La atención convierte el mundo en un lugar apasionante

Obra de Bort Bartlett

Me gusta definir la autonomía de una persona como la capacidad de colocar la atención allí donde lo ha decidido ella y no una instancia ajena a sus intereses. La atención consiste en habitar el instante en el instante mismo en que se despliega sobre la continuidad de instantes. Pasado, presente y futuro se declinan de tal modo que la legibilidad de lo que fue y de lo que puede llegar a ser deviene energía potenciadora del instante atencional en el que estamos presentes.
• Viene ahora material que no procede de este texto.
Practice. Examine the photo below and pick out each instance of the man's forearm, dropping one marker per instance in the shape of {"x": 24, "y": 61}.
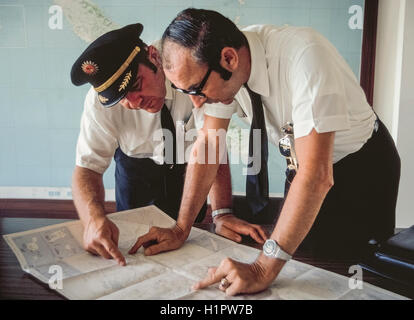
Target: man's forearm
{"x": 220, "y": 193}
{"x": 200, "y": 176}
{"x": 299, "y": 211}
{"x": 88, "y": 193}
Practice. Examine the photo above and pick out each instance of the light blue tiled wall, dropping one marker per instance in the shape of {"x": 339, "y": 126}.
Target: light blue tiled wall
{"x": 40, "y": 109}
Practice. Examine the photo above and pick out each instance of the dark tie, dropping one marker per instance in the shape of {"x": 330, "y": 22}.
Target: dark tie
{"x": 257, "y": 184}
{"x": 168, "y": 123}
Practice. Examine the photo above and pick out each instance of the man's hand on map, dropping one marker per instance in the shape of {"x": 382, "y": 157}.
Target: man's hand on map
{"x": 232, "y": 228}
{"x": 236, "y": 277}
{"x": 101, "y": 237}
{"x": 159, "y": 240}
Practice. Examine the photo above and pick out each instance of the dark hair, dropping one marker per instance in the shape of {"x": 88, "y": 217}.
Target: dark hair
{"x": 144, "y": 59}
{"x": 206, "y": 33}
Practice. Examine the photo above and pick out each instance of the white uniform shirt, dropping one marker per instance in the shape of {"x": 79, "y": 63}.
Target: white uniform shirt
{"x": 302, "y": 79}
{"x": 103, "y": 130}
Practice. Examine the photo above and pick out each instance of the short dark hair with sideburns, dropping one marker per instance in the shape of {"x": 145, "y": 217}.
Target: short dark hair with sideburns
{"x": 205, "y": 33}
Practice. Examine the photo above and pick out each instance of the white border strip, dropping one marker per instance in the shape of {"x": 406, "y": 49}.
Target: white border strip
{"x": 44, "y": 193}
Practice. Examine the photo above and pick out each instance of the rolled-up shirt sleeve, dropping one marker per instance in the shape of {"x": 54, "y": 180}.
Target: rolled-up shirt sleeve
{"x": 220, "y": 110}
{"x": 96, "y": 144}
{"x": 318, "y": 93}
Cuando exhortamos a alguien a «estáte a lo que tienes que estar», estamos señalando que esa persona deshabita el presente en que debería estar hospedado, pero se da la peculiaridad de que quien no está allí no es su cuerpo, sino su atención. A mis alumnas y alumnos les recuerdo frecuentemente este desdoblamiento que practican con diaria habilidad, sobre todo cuando la mañana se va derramando hacia el mediodía: «Aquí en clase están vuestros cuerpos, pero no vosotros». Sé que esta afirmación es una pirueta literaria, pero evidencia que la atención puede desgajarse por completo del cuerpo que la acoge. Lo que es del todo imposible es lo contrario. Que alguien esté atento en el aula sin que su cuerpo ande por allí. No es fácil acampar atencionalmente en el presente elegido por nuestra capacidad de elaborar fines. Los oligopolios de la atención emboscados en las tecnologías del ocio y las industria de la distracción ponen todo su empeño en confiscar el alma para hacer con ella extractivismo y monetarización. Estar a lo que hay que estar se ha convertido en un heroico acto de resistencia. 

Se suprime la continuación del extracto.